Underlayment materials are usually either felt or synthetic, and both can be used with a variety of roofing systems. Felt underlayment is what most homeowners are familiar with, and it’s been in use for years beneath asphalt shingles. Synthetic underlayments are newer and offer a few advantages over felt when it comes to working with the roof.

Felt underlayment can be made from either recycled paper or organic cotton. It’s thicker than synthetic underlayments and is often a good choice for homeowners who have a limited budget. However, it can be difficult to work with, especially during installation. It’s prone to tearing and it can be easily wrinkled, so roofers must take extra care in its placement. Felt also tends to soak up moisture, so it needs to be replaced quickly after installation.

The primary function of underlayment is to prevent moisture damage and protect the underlying subfloor from moisture and other environmental factors. It’s also designed to provide a slight buffer between the flooring material and any roughness or imperfections in the subfloor. This is particularly useful for older homes, where the floor may be constructed with boards instead of OSB or plywood sheets.

Foam underlayments are ideal for a variety of flooring types and can help to reduce noise, increase insulation, and create a barrier between the subfloor and flooring material. It’s also environmentally friendly and provides a little cushion, which is great for people who spend a lot of time on the floor.

Cork underlayment is another popular option and can be used with floating or glue-down installations. It’s soft, which helps to absorb sound, and it is naturally mold resistant. Cork is also eco-friendly and often receives green building certifications. However, it doesn’t create a moisture barrier and may need to be paired with a vapor or water barrier.


Flashing is a thin sheet of metal that’s bent into place around a joint in your roof. It’s especially important in places where water might leak into your house, such as where a wall meets the roof, or the low points of the roof (also called valleys) where two slopes meet. It’s also crucial around roof protrusions like chimneys, skylights and vents.

Most serious roofing projects include some form of flashing. It’s a good idea to hire a professional for the job, since incorrect installation could lead to leaks and other problems. Flashing is usually made of aluminum or galvanized steel, though copper and lead are sometimes used as well.

When installing flashing, it’s critical to ensure the material can expand and contract with temperature changes. If the material is too rigid, it may crack or break when the roof expands and contracts, allowing water to leak in. Flashing is generally installed between the underlayment and the shingles, but it can be placed on top of the roof panels as well in some cases.

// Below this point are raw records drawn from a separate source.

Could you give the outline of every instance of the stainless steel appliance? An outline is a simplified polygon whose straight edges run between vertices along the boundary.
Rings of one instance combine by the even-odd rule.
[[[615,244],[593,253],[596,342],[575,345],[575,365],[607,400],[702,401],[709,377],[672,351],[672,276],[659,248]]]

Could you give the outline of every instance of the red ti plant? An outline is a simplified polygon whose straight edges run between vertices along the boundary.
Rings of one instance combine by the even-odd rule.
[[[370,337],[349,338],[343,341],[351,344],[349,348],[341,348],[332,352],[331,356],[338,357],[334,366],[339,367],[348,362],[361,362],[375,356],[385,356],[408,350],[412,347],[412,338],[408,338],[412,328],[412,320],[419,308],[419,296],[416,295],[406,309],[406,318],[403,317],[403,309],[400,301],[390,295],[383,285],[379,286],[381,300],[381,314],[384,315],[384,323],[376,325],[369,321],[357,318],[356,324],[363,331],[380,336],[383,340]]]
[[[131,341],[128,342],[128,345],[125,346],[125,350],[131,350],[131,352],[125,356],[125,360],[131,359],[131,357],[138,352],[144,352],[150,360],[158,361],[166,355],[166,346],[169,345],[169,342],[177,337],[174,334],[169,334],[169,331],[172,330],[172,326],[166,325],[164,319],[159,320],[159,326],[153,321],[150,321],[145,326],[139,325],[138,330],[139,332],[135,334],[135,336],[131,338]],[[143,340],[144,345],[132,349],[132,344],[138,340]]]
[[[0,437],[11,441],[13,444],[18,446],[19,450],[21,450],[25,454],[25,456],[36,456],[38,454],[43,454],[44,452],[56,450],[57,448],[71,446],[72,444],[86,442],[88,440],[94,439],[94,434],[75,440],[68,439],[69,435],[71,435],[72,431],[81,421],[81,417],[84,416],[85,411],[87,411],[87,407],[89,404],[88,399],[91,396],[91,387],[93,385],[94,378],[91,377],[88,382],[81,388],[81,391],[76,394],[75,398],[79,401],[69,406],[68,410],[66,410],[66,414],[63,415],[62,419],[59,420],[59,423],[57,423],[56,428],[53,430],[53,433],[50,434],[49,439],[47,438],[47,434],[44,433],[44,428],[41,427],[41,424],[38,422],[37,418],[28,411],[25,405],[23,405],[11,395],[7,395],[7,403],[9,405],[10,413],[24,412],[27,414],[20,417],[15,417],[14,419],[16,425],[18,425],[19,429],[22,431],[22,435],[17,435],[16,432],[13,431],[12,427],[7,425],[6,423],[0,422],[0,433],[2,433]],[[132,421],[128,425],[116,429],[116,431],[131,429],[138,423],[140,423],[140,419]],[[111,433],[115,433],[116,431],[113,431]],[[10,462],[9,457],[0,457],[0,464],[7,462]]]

Different types of flashing are used for different purposes. There are a few main categories:

Step flashing is one of the most common types of flashing, and it’s the type you’ll find around chimneys and other roof penetrations. It consists of rectangular pieces of flashing bent into an L-shape, with the base of each L secured to the brick wall and the top secured to the roof. This lining creates a watertight barrier at the point where the wall and roof meet.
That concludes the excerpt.